Setelah Imam Haramain
meninggal, berangkatlah Imam Ghazali ke perkemahan Wazir Nidzamul Malik. Karena
majelisnya tempat berkumpul para ahli ilmu, sehingga beliau menantang debat
kepada para ulama dan mengalahkan mereka. Kemudian Nidzamul Malik mengangkatnya
menjadi pengajar di madrasahnya di Baghdad
dan memerintahkannya untuk pindah ke sana.
Maka pada tahun 484 H beliau berangkat ke Baghdad
dan mengajar di Madrasah An Nidzamiyah dalam usia tiga puluhan tahun. Disinilah
beliau berkembang dan menjadi terkenal. Mencapai kedudukan yang sangat tinggi.
Pengaruh
Filsafat Dalam Dirinya
Pengaruh filsafat
dalam diri beliau begitu kentalnya. Beliau menyusun buku yang berisi celaan
terhadap filsafat, seperti kitab At
Tahafut yang membongkar kejelekan filsafat. Akan tetapi beliau
menyetujui mereka dalam beberapa hal yang disangkanya benar. Hanya saja
kehebatan beliau ini tidak didasari dengan ilmu atsar dan keahlian dalam
hadits-hadits Nabi yang dapat menghancurkan filsafat. Beliau juga gemar
meneliti kitab Ikhwanush
Shafa dan kitab-kitab Ibnu Sina. Oleh karena itu, Syaikhul Islam
Ibnu Taimiyah berkata, “Al
Ghazali dalam perkataannya sangat dipengaruhi filsafat dari karya-karya Ibnu
Sina dalam kitab Asy Syifa’, Risalah Ikhwanish Shafa dan karya Abu Hayan At
Tauhidi." (Majmu'
Fatawa 6/54).
Hal ini jelas
terlihat dalam kitabnya Ihya'
Ulumuddin. Sehingga Syaikhul Islam Ibnu Taimiyah berkata, "Perkataannya di Ihya Ulumuddin
pada umumnya baik. Akan tetapi di dalamnya terdapat isi yang merusak, berupa
filsafat, ilmu kalam, cerita bohong sufiyah dan hadits-hadits palsu."
(Majmu' Fatawa
6/54).
Demikianlah Imam
Ghazali dengan kejeniusan dan kepakarannya dalam fikih, tasawuf dan ushul,
tetapi sangat sedikit pengetahuannya tentang ilmu hadits dan sunah Rasulullah shallallahu ‘alaihi wa sallam
yang seharusnya menjadi pengarah dan penentu kebenaran. Akibatnya beliau
menyukai filsafat dan masuk ke dalamnya dengan meneliti dan membedah
karya-karya Ibnu Sina dan yang sejenisnya, walaupun beliau memiliki bantahan
terhadapnya. Membuat beliau semakin jauh dari ajaran Islam yang hakiki.

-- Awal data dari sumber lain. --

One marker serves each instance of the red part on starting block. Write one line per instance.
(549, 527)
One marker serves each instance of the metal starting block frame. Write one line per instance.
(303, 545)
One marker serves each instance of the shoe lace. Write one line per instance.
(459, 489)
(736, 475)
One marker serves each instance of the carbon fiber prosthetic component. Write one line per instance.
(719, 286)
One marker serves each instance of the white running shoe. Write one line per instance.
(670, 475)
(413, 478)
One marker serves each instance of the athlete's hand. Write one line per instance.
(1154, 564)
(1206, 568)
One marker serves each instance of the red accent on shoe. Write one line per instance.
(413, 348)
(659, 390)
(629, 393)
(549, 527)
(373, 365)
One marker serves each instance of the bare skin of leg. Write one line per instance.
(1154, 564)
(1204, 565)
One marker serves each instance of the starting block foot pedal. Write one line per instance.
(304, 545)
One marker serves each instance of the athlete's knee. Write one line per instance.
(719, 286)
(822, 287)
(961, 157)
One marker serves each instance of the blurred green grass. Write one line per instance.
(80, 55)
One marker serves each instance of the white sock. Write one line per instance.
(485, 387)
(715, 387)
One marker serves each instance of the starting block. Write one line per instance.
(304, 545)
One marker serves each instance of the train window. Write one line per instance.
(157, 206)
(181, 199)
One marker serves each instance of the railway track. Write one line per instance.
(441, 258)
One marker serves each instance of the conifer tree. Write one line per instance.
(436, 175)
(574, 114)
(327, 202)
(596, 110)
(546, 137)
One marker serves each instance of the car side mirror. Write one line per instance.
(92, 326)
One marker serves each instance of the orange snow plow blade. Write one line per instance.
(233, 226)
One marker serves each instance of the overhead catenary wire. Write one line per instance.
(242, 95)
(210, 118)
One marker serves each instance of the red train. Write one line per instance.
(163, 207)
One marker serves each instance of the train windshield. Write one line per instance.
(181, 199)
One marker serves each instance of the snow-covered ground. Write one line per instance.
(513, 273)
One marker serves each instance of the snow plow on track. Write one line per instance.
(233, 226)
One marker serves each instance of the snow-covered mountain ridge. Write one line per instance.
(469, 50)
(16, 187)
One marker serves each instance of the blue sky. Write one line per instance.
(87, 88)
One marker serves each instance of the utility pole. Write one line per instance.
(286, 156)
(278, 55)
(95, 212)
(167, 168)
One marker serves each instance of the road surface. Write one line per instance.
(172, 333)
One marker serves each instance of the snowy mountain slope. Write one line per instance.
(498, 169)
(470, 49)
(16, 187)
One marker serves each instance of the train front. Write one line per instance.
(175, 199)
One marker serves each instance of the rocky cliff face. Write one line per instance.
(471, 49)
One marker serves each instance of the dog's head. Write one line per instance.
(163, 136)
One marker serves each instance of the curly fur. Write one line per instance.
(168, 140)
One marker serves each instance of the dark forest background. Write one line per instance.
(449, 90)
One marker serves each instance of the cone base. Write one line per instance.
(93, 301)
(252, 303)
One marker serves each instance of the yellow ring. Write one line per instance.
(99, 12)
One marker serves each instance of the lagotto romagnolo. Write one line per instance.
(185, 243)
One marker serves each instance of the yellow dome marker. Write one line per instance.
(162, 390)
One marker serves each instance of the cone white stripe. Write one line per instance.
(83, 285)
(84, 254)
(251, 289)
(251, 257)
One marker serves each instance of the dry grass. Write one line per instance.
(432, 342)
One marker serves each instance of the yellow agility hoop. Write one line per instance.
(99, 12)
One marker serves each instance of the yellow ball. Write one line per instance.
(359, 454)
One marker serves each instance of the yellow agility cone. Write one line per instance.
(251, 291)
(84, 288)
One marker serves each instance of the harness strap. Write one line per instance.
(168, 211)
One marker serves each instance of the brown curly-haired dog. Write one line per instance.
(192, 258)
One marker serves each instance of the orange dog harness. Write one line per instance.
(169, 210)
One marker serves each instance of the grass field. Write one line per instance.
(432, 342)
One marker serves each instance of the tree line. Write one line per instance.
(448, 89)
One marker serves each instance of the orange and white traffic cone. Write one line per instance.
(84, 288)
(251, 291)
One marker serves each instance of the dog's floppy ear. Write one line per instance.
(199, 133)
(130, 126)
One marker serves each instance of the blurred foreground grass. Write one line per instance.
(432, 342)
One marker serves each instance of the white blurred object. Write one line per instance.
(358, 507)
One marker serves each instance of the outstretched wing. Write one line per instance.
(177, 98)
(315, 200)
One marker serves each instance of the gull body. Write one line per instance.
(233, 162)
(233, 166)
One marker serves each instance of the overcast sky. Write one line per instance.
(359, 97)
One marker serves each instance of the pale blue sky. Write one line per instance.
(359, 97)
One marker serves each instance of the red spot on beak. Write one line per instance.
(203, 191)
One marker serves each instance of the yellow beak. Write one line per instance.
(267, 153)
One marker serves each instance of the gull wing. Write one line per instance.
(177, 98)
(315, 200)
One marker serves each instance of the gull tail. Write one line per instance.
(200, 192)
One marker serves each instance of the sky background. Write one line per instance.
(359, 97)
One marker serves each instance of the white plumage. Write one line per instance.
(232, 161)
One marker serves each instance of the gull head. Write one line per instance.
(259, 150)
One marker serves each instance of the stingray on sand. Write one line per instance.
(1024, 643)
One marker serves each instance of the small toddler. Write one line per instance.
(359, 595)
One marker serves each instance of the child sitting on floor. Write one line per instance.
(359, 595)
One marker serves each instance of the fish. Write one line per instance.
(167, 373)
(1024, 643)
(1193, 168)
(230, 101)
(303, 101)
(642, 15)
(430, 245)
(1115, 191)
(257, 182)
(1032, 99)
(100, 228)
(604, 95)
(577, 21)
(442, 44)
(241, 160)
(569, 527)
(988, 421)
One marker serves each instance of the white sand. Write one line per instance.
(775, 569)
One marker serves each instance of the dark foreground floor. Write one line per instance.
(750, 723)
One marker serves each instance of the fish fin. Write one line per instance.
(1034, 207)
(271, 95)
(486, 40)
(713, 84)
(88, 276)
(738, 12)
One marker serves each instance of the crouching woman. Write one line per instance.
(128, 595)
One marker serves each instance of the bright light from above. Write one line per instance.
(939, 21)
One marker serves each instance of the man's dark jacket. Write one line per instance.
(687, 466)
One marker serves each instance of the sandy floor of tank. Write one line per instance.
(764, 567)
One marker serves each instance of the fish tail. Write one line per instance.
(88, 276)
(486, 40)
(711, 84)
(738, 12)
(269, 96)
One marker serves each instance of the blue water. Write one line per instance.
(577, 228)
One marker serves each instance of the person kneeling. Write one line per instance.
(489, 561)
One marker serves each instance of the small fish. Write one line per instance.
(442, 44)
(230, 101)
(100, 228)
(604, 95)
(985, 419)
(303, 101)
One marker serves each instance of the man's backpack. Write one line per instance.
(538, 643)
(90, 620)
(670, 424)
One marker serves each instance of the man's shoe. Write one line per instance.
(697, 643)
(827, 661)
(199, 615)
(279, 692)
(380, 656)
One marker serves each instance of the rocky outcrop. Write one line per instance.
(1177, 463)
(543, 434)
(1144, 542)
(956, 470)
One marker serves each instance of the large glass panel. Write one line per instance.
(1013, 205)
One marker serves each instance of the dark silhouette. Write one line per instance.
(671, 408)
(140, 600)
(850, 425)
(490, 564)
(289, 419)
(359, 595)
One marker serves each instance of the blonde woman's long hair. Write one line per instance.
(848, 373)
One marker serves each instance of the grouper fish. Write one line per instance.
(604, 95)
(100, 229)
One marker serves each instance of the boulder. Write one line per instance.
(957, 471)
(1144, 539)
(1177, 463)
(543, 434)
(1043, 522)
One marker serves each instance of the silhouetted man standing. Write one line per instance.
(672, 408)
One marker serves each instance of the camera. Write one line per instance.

Adz Dzahabi berkata, "Orang ini (Al Ghazali) menulis
kitab dalam mencela filsafat, yaitu kitab At Tahafut. Dia membongkar kejelekan
mereka, akan tetapi dalam beberapa hal menyetujuinya, dengan prasangka hal itu
benar dan sesuai dengan agama. Beliau tidaklah memiliki ilmu tentang atsar dan
beliau bukanlah pakar dalam hadits-hadits Rasulullah shallallahu ‘alaihi wa
sallam yang dapat mengarahkan akal. Beliau senang membedah dan meneliti kitab
Ikhwanush Shafa. Kitab ini merupakan penyakit berbahaya dan racun yang
mematikan. Kalaulah Abu Hamid bukan seorang yang jenius dan orang yang mukhlis,
niscaya dia telah binasa." (Siyar
A'lam Nubala 19/328).
Syaikhul Islam Ibnu
Taimiyah berkata, "Abu
Hamid condong kepada filsafat. Menampakkannya dalam bentuk tasawuf dan dengan
ibarat Islami (ungkapan syar'i). Oleh karena itu para ulama muslimin membantahnya.
Hingga murid terdekatnya, (yaitu) Abu Bakar Ibnul Arabi mengatakan, "Guru
kami Abu Hamid masuk ke perut filsafat, kemudian ingin keluar dan tidak
mampu." (Majmu'
Fatawa 4/164).
Polemik
Kejiwaan Imam Ghazali
Kedudukan dan
ketinggian jabatan beliau ini tidak membuatnya congkak dan cinta dunia. Bahkan
dalam jiwanya berkecamuk polemik (perang batin) yang membuatnya senang menekuni
ilmu-ilmu kezuhudan. Sehingga menolak jabatan tinggi dan kembali kepada ibadah,
ikhlas dan perbaikan jiwa. Pada bulan Dzul Qai’dah tahun 488 H beliau berhaji
dan mengangkat saudaranya yang bernama Ahmad sebagai penggantinya.
Pada tahun 489 H
beliau masuk kota
Damaskus dan tinggal beberapa hari. Kemudian menziarahi Baitul Maqdis beberapa
lama, dan kembali ke Damaskus beri’tikaf di menara barat masjid Jami’ Damaskus.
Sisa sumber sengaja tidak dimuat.